- Born: Byron Bay, New South Wales, Australia
- Known for: Graphic design, album art
- Website: leifpodhajsky.com

= Leif Podhajsky =

Australian graphic designer

Leif Podhajsky is an Australian graphic designer and art director, well known for his distinctive album art working with artists such as Tame Impala, Bonobo, Foals, Kylie Minogue, Of Monsters and Men, Lykke Li, Toy, The Horrors, Mount Kimbie, Kelis, London Grammar and Aurora.

Podhajsky has emerged as a promising photographer, with his brooding landscape photography attracting a large following through his popular Instagram and Facebook accounts. In addition to creating album art, has also created artwork for a number of record labels around the world, such as Warp Records, Modular Recordings, Sub Pop and Sony Music, with tour posters, T-shirts and other merchandise.

Podhajsky's work explores themes of connectedness, love, fear, magic, the relevance of nature and the psychedelic or altered experience, and uses techniques such as pattern, recursion, balance, symmetry and repetition. By utilizing these subjects he attempts to "coerce the viewer into a realignment with themselves and their surroundings".

==Tame Impala==
Podhajsky has also worked with Australian psychedelic rock project Tame Impala on numerous occasions, creating art for his album Innerspeaker and its follow-up Lonerism, and also creating art for his singles "Solitude Is Bliss", "Lucidity", "Expectation", "Why Won't You Make Up Your Mind?", "Apocalypse Dreams" and "Elephant".

==Style==
Podhajsky's work has been described as "striking abstractions of nature – mirrored vistas, engulfing waves, rippling, melting cosmic landscapes".

Conceptually, Podhajsky believes "the concepts I explore are universal to all humans and I believe we have lost touch with a lot of these in our modern lives. We're all secretly searching for answers to true happiness and contentment."

Podhajsky's personal philosophy on working with musical artists is "I try and work with artists who I respect - whose music I would want to listen to. A lot of albums that have my work on them are on solid rotation. Ideally I like to spend a lot of time with the music working out a story and concept which I can capture the whole albums feel and flow." Podhajsky also uses album art to "create one image which encompasses an entire album of story and emotion".

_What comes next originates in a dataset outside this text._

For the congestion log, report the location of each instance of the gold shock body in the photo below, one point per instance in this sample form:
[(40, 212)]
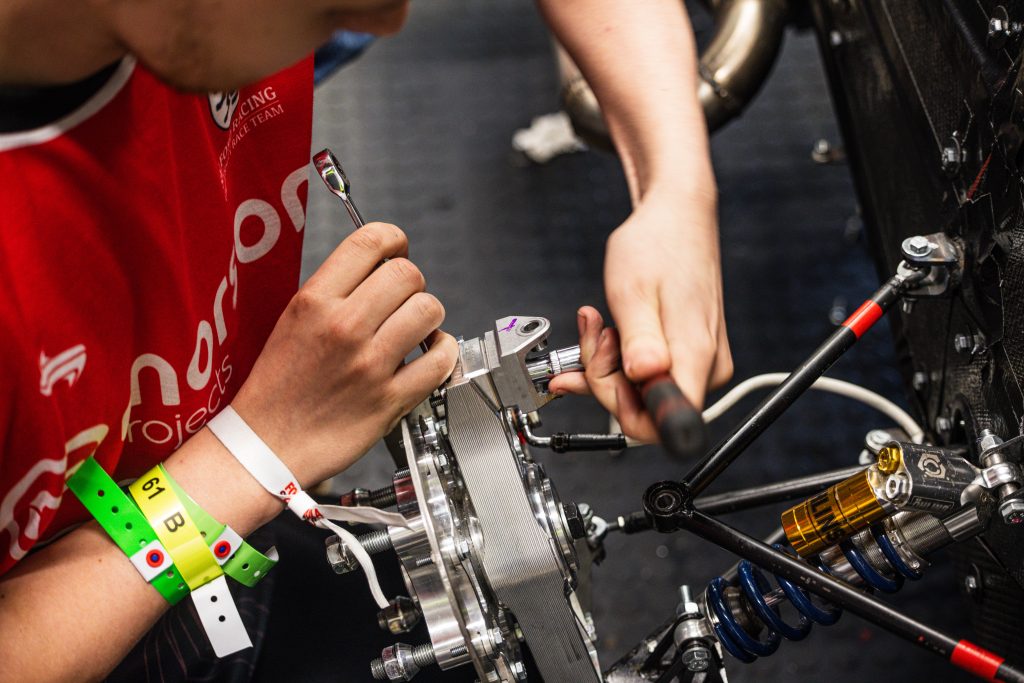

Music also inspires Podhajsky in "not just work for record labels or bands, but across everything I do. I find it helps me turn the part of my brain that over analyses and makes things logical switch off. This helps as it lets me form compositions in a more natural and fluid way, so it felt really organic to begin creating artwork for musicians. I have always loved album art and think it can really add to the whole experience of an album."